At its most basic level, President Obama is offering his opponents in Congress a giant dare.
He's daring Republicans to offer their sharpest reactions. Everything from government shutdowns to lawsuits to, yes, impeachment will be in the mix, with the driving consensus that the party needs to do something to register its extreme disapproval.
"Congress certainly shouldn't shut down our government again just because we disagree on this," the president said, anticipating those reactions and reviving painful memories for the GOP.
He's daring them to offer and pass a different set of policies. The fact that the substance of the executive order won't take effect for six months gives the new GOP majority in Congress another half year to do what Congress hasn't been able to do over the decade immigration reform has been on the agenda.
"To those members of Congress who question my authority to make our immigration system work better, or question the wisdom of me acting where Congress has failed, I have one answer: Pass a bill," the president said.
Looming over everything in Republicans' responses are memories of the last presidential campaign, where "self-deportation" came to define Mitt Romney’s response to immigration. Long-term demographic challenges for the GOP weren't fixed by midterm victories.
Gathered in Florida this week for what was supposed to be a post-election celebration, Republican governors mostly wanted to talk about anything other than immigration.
The president is daring his opponents to capitalize on this month's election results in questioning his power -- up to and including his power to mobilize the public behind a brash move.
The president's action is filled with contradictions, starting with his long-ago promises to roll back President George W. Bush's executive expansions. They roll right through his specific protestations that only a "king" or an "emperor" would be able to act broadly to effectively legalize the status of undocumented immigrants without congressional action.

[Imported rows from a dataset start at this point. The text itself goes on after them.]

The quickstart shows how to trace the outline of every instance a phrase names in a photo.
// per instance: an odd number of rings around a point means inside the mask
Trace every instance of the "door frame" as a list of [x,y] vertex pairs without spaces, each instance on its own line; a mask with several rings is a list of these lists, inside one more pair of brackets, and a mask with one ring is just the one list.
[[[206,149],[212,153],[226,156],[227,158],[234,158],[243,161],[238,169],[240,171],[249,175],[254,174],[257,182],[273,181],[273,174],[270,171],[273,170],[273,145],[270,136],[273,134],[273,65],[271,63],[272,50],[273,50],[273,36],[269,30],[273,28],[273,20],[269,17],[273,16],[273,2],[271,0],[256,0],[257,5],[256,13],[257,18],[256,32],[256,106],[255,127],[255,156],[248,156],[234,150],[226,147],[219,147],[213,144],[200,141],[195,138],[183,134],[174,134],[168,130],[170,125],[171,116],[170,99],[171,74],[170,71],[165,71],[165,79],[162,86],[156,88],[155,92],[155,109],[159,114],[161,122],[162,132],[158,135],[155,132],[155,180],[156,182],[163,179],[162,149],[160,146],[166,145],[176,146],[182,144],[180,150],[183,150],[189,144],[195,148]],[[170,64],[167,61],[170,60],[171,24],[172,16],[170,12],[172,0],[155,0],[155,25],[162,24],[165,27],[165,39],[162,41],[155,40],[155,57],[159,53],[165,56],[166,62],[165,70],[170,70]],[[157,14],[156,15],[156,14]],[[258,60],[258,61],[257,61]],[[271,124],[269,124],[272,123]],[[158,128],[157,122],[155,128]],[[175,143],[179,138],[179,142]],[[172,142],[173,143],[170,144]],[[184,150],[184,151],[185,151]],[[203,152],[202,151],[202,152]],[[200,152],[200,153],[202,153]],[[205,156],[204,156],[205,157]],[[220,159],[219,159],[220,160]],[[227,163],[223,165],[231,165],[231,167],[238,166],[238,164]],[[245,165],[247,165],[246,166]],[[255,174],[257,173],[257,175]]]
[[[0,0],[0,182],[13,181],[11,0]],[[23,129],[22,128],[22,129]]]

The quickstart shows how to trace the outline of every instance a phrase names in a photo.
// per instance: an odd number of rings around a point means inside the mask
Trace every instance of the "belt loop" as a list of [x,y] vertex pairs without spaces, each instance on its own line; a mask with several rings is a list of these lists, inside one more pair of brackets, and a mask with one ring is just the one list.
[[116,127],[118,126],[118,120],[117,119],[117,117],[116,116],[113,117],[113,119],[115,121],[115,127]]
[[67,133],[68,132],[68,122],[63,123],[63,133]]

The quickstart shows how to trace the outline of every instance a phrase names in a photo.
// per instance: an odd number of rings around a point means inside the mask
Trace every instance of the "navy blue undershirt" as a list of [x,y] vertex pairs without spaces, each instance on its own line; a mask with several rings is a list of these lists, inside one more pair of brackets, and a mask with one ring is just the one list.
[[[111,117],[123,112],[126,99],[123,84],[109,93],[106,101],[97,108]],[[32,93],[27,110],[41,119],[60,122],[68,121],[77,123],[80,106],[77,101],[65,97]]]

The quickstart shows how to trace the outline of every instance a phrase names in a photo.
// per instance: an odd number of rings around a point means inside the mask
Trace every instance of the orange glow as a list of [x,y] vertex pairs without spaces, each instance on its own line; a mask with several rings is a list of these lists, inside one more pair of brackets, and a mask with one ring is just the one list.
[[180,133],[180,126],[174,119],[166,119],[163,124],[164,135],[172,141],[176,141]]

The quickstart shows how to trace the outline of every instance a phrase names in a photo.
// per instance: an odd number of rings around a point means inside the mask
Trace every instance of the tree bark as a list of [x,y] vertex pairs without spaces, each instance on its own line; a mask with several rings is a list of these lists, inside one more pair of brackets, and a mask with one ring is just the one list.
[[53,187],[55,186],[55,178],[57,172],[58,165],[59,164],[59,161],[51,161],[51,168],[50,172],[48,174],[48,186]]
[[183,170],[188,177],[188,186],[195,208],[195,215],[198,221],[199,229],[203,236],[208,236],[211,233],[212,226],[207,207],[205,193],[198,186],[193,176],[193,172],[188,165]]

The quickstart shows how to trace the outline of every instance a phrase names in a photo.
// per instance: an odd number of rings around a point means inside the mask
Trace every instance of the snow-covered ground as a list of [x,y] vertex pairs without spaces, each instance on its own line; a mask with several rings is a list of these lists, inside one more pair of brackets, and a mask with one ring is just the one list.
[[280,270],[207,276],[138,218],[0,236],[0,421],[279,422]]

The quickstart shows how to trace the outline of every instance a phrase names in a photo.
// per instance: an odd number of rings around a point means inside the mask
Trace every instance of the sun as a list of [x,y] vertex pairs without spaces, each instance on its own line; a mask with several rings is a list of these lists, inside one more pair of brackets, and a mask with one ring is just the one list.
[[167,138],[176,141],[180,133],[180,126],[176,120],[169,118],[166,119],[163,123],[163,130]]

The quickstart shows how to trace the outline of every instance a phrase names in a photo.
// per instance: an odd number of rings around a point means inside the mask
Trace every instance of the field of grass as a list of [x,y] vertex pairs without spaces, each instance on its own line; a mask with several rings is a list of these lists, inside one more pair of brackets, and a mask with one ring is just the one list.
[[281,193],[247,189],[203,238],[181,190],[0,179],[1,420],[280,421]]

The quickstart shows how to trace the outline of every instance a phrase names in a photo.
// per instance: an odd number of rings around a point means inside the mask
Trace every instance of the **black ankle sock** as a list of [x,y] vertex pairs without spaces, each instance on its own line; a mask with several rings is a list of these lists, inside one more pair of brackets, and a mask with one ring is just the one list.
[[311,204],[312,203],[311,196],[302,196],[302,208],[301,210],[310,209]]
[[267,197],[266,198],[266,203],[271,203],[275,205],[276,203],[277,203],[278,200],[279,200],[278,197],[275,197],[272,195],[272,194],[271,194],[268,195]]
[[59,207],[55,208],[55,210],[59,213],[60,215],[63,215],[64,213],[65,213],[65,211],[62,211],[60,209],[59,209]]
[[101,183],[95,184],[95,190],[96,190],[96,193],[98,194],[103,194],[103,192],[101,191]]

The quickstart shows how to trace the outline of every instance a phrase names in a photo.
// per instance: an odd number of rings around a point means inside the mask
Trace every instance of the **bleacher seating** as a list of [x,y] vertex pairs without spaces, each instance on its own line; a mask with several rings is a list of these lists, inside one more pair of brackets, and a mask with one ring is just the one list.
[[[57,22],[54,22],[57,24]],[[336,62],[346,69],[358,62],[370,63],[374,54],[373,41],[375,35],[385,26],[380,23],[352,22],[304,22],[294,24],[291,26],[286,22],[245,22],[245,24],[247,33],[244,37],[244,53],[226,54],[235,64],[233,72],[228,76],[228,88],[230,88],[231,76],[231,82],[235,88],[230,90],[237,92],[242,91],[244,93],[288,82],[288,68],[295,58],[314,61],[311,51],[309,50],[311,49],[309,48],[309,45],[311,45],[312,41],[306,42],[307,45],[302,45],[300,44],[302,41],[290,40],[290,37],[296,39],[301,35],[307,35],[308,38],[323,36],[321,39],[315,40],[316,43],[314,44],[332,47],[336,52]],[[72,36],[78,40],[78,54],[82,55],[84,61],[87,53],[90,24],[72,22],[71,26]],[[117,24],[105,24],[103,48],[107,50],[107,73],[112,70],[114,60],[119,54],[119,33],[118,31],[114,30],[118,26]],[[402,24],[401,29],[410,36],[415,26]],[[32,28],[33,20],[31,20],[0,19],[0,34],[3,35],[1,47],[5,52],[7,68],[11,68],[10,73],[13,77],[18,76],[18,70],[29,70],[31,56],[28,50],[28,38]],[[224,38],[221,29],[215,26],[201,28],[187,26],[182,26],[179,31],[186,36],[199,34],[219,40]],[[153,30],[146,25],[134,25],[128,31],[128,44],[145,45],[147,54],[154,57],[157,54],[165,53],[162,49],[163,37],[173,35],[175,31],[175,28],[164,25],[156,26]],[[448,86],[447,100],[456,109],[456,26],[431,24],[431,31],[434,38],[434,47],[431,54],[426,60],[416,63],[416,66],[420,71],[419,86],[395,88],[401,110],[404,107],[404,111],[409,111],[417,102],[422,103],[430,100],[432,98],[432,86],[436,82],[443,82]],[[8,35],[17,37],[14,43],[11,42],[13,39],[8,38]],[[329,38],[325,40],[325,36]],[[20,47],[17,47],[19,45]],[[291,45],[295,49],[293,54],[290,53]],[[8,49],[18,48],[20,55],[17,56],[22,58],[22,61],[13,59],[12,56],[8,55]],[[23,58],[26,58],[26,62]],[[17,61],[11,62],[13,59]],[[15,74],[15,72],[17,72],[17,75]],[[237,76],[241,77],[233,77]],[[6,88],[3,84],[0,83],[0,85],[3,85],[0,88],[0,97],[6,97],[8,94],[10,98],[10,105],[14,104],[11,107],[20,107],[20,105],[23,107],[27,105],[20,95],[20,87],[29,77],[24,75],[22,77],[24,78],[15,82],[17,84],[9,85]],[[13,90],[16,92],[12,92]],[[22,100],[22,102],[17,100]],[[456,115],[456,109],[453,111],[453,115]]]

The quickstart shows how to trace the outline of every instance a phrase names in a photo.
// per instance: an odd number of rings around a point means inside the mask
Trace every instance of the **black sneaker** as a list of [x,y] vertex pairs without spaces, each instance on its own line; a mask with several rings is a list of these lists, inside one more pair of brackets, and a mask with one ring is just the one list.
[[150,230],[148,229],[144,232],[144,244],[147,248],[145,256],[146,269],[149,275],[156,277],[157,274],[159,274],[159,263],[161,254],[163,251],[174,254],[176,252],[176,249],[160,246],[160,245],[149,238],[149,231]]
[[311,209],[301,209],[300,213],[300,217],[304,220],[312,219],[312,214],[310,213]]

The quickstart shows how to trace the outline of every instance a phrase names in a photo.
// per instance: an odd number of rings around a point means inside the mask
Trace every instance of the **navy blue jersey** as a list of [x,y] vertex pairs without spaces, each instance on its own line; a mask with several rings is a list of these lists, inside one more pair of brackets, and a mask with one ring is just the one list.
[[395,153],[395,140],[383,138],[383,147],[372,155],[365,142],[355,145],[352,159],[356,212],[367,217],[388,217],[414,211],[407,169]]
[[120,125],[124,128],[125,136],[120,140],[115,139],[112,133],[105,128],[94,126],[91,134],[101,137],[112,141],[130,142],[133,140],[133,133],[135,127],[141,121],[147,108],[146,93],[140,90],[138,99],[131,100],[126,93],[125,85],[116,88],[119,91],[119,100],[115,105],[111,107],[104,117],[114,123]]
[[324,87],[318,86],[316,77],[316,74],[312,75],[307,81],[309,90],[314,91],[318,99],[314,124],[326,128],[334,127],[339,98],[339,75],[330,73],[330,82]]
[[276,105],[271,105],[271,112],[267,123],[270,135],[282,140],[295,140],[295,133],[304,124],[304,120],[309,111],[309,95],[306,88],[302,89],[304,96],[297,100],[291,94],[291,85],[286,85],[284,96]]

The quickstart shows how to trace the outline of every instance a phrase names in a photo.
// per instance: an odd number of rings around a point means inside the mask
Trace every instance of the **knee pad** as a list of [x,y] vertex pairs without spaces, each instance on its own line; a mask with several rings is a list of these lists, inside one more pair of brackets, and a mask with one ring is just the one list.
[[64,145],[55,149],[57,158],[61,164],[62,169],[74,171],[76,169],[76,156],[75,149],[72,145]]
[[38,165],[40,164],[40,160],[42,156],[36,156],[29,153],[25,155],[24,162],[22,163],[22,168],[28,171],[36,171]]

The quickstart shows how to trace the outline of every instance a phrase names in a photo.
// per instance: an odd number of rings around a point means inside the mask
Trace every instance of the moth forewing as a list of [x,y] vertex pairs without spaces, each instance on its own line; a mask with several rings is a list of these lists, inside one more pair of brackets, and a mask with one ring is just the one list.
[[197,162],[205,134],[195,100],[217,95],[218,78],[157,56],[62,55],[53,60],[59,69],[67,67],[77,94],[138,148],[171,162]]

Then there’s the contradiction in the president’s own style. He rose to prominence on the expectation that he’d be an antidote to the polarizing Bush years. He even harbored hopes of bipartisan immigration reform being the crowning achievement of his second term, until just months ago.
Republicans have dismissed the president’s actions as those of everything from a dictator to a toddler. Sen. Ted Cruz is likening him to a monarch; Gov. Bobby Jindal said he's having a "temper tantrum."
Though the president is clearly frustrated, this is not an act of petulance. His move has been telegraphed for months, and is calculated to transfer the frustrations he’s felt so acutely to another side of the aisle.
The onus will now be on Republicans to respond. They will have to balance the competing demands of the party base and the future GOP leaders hope to have.
Republicans have labeled the move "amnesty." The president’s response: "Amnesty is the immigration system we have today -- millions of people who live here without paying their taxes or playing by the rules, while politicians use the issue to scare people and whip up votes at election time."
In the end, the president is making a grand gamble that's more remarkable for the fact that it's coming just weeks after he took an electoral drubbing. He’s calculating that, even at this stage of his presidency, it's his vision and his coalition that can win a passionate national debate he has just reinvigorated.